In this study, the influence of 4 ML methods (support vector machines, K-nearest neighbor, random forest, and naïve Bayes), and three descriptors, i.e., amino acid composition (AAC), dipeptide combinations (DPC), and AAC + DPC on the model performance were systematically analyzed.

Results and discussion

Among the 4 ML methods, the support vector machine model based on the AAC descriptor using 5-fold cross-validation achieved the best prediction accuracy with 80.6%. The AAC outperformed than the DPC and AAC + DPC descriptors regardless of the ML methods used.

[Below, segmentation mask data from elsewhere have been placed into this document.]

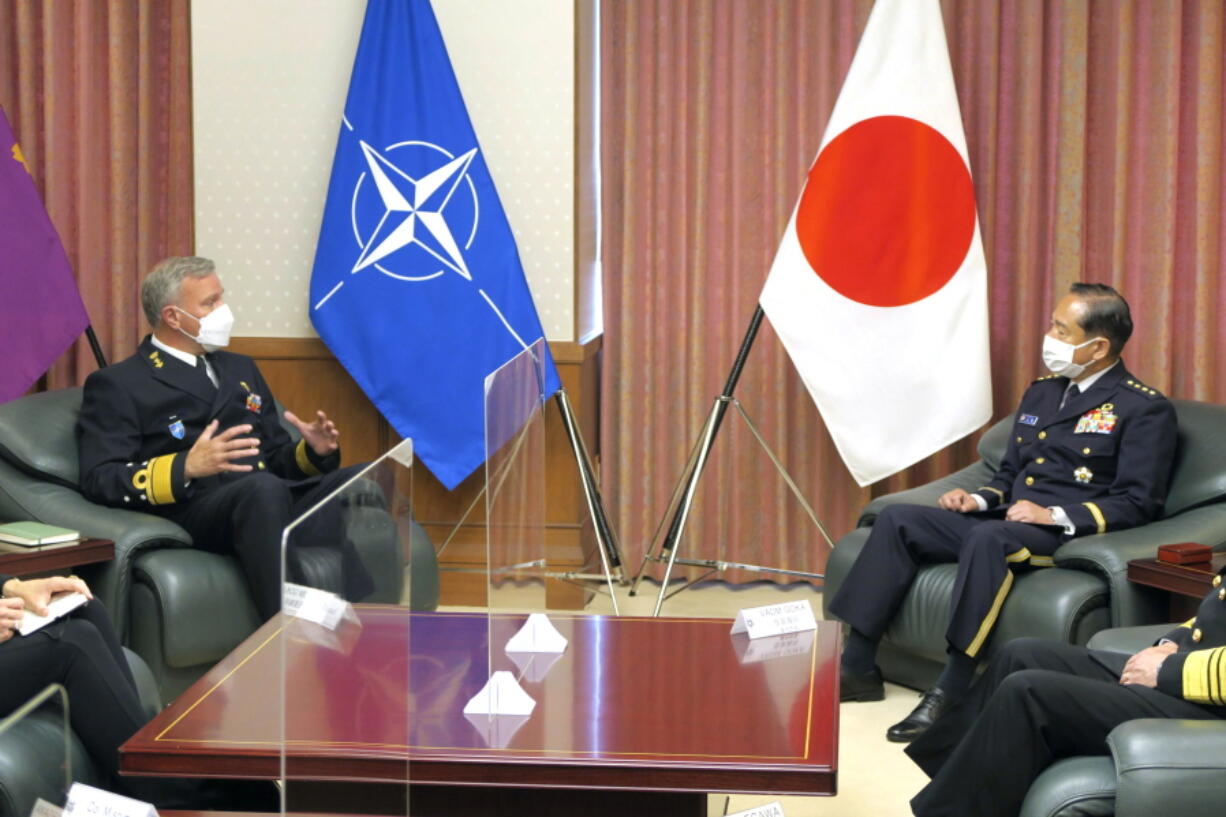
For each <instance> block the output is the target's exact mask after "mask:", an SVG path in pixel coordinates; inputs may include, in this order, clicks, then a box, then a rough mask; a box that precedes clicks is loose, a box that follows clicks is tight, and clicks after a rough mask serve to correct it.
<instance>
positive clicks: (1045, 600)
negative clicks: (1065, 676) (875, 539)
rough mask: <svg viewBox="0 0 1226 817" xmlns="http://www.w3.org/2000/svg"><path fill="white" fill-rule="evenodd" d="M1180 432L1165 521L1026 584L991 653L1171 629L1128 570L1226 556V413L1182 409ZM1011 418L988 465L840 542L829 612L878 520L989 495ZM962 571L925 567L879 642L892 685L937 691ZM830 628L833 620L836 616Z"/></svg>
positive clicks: (864, 515) (829, 583)
mask: <svg viewBox="0 0 1226 817" xmlns="http://www.w3.org/2000/svg"><path fill="white" fill-rule="evenodd" d="M1175 407H1176V412H1177V415H1178V422H1179V440H1178V450H1177V451H1176V459H1175V467H1173V471H1172V477H1171V486H1170V489H1168V492H1167V499H1166V508H1165V510H1163V515H1162V518H1161V519H1157V520H1155V521H1152V523H1150V524H1148V525H1143V526H1140V527H1134V529H1130V530H1121V531H1113V532H1112V531H1107V532H1105V534H1095V535H1091V536H1081V537H1078V539H1074V540H1072V541H1069V542H1067V543H1064V545H1063V546H1060V548H1059V550H1058V551H1056V567H1051V568H1035V569H1031V570H1026V572H1022V573H1020V574H1019V575H1018V579H1016V581H1015V583H1014V586H1013V590H1011V591H1010V594H1009V597H1008V599H1007V600H1005V604H1004V606H1003V608H1002V611H1000V617H999V619H998V621H997V626H996V628H994V631H993V634H992V637H991V639H989V642H988V645H987V655H991V654H992V653H993V651H994V649H996V645H998V644H1004V643H1007V642H1008V640H1010V639H1013V638H1018V637H1021V635H1032V637H1037V638H1052V639H1057V640H1062V642H1067V643H1072V644H1085V643H1086V642H1087V640H1089V639H1090V637H1091V635H1094V634H1095V633H1097V632H1098V631H1102V629H1106V628H1108V627H1130V626H1137V624H1148V623H1156V622H1162V621H1166V618H1167V599H1166V595H1165V594H1163V593H1161V591H1157V590H1152V589H1149V588H1144V586H1140V585H1135V584H1132V583H1129V581H1128V578H1127V570H1128V562H1129V561H1130V559H1134V558H1144V557H1152V556H1154V554H1155V552H1156V551H1157V546H1159V545H1166V543H1170V542H1200V543H1204V545H1210V546H1213V547H1215V548H1224V547H1226V502H1222V501H1224V499H1226V407H1224V406H1217V405H1213V404H1205V402H1195V401H1190V400H1176V401H1175ZM1011 424H1013V417H1011V416H1010V417H1007V418H1005V420H1002V421H1000V422H998V423H997V424H996V426H993V427H992V428H991V429H989V431H988V432H987V433H986V434H984V435H983V438H982V439H981V440H980V445H978V453H980V455H981V456H982V459H981V460H980V461H977V462H975V464H973V465H970V466H967V467H965V469H962V470H960V471H958V472H955V474H951V475H949V476H946V477H944V478H942V480H937V481H934V482H929V483H928V485H924V486H920V487H917V488H912V489H910V491H902V492H899V493H893V494H888V496H884V497H879V498H877V499H874V501H873V502H872V503H869V504H868V505H867V507H866V508H864V510H863V513H862V515H861V518H859V523H858V526H857V529H856V530H853V531H851V532H848V534H847V535H845V536H843V537H841V539H840V540H839V541H837V542H836V543H835V548H834V551H832V552H831V554H830V559H829V562H828V564H826V579H825V590H824V602H828V601H829V600H830V599H831V597H834V594H835V593H836V591H837V589H839V586H840V585H841V584H842V580H843V578H845V577H846V575H847V572H848V570H850V569H851V566H852V563H853V562H855V559H856V557H857V556H858V554H859V552H861V550H862V548H863V547H864V542H866V540H867V539H868V532H869V529H870V526H872V524H873V520H874V519H875V518H877V514H878V513H879V512H880V510H881V508H884V507H886V505H890V504H895V503H913V504H935V502H937V497H939V496H940V494H942V493H944V492H945V491H949V489H950V488H966V489H973V488H977V487H980V486H982V485H986V483H987V482H988V480H991V477H992V474H994V472H996V470H997V467H998V466H999V462H1000V459H1002V458H1003V456H1004V450H1005V445H1007V440H1008V434H1009V428H1010V426H1011ZM955 573H956V566H954V564H934V566H928V567H924V568H922V569H921V570H920V573H918V575H917V577H916V580H915V584H913V585H912V588H911V590H910V591H908V594H907V596H906V597H905V599H904V601H902V605H901V607H900V608H899V613H897V616H895V619H894V623H893V624H891V626H890V628H889V631H888V632H886V634H885V637H884V638H883V639H881V648H880V650H879V654H878V660H879V664H880V666H881V671H883V673H884V675H885V677H886V678H888V680H890V681H894V682H897V683H902V685H906V686H910V687H915V688H917V689H923V688H927V687H929V686H931V685H932V683H933V681H935V678H937V675H939V672H940V669H942V666H943V665H944V661H945V638H944V633H945V627H946V624H948V619H949V601H950V594H951V591H953V586H954V577H955ZM828 617H829V618H834V617H832V616H830V615H829V613H828Z"/></svg>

In addition, amino acid frequencies between psychrophilic and non-psychrophilic proteins revealed that higher frequencies of Ala, Gly, Ser, and Thr, and lower frequencies of Glu, Lys, Arg, Ile,Val, and Leu could be related to the protein psychrophilicity. Further, ternary models were also developed that could classify psychrophilic, mesophilic, and thermophilic proteins effectively. The predictive accuracy of the ternary classification model using AAC descriptor via the support vector machine algorithm was 75.8%. These findings would enhance our insight into the cold-adaption mechanisms of psychrophilic proteins and aid in the design of engineered cold-active enzymes. Moreover, the proposed model could be used as a screening tool to identify novel cold-adapted proteins.